YOUR SOLIN GENERATED RECIPE
Grilled Chicken Breast with Quinoa and Roasted Broccoli
Tender chicken breast grilled with lemon and garlic, served over fluffy quinoa with broccoli florets roasted to a perfect char.
INGREDIENTS
8 oz Chicken Breast
1/3 cup Dry Quinoa
1.5 cups Broccoli Florets
1.5 tsp Extra Virgin Olive Oil
1 tbsp Lemon Juice
1 clove Garlic, minced
PREPARATION
Preheat your oven to 400°F and line a baking sheet with parchment paper.

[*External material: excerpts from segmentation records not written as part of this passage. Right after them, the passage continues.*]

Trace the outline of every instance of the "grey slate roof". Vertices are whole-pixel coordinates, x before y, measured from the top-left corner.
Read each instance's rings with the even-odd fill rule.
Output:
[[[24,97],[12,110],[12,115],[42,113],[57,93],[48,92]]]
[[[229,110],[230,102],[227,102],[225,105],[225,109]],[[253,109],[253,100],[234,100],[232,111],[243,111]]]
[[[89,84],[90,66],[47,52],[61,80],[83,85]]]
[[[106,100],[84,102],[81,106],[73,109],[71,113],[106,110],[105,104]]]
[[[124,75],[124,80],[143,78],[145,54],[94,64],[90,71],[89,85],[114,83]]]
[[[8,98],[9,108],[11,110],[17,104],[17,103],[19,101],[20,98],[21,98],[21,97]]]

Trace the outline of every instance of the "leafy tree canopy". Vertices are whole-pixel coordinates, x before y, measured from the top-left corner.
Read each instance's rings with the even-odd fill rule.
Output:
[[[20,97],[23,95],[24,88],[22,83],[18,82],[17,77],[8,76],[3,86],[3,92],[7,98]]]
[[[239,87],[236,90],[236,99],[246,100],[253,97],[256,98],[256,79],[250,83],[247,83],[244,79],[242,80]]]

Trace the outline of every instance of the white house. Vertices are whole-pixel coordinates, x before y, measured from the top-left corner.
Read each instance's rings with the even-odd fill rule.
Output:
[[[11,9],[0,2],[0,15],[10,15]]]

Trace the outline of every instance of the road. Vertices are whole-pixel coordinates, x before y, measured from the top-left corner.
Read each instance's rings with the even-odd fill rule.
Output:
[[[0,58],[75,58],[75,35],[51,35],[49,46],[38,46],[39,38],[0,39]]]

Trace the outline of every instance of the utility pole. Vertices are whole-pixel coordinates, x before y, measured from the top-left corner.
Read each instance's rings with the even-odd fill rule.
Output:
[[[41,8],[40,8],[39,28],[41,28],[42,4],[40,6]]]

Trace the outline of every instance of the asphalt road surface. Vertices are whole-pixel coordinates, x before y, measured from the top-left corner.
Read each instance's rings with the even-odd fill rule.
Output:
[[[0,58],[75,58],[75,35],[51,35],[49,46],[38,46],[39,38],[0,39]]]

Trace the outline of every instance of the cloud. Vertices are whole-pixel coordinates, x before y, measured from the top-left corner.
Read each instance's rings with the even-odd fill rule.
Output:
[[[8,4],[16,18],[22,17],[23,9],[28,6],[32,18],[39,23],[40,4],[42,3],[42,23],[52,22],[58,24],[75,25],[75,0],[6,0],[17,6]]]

Rinse the quinoa under cold water, then combine with 2/3 cup water in a small pot, bring to a boil, cover, and simmer for 15 minutes until fluffy.
Toss the broccoli florets with half of the olive oil, salt, and pepper, then spread on the baking sheet and roast for 15-20 minutes until the edges are browned.
While the broccoli roasts, whisk the remaining olive oil, lemon juice, and minced garlic in a bowl to create a marinade.
Coat the chicken breast in the marinade and grill over medium-high heat for about 6-7 minutes per side or until the internal temperature reaches 165°F.
Let the chicken rest for a few minutes before slicing, then serve over the cooked quinoa with the roasted broccoli on the side.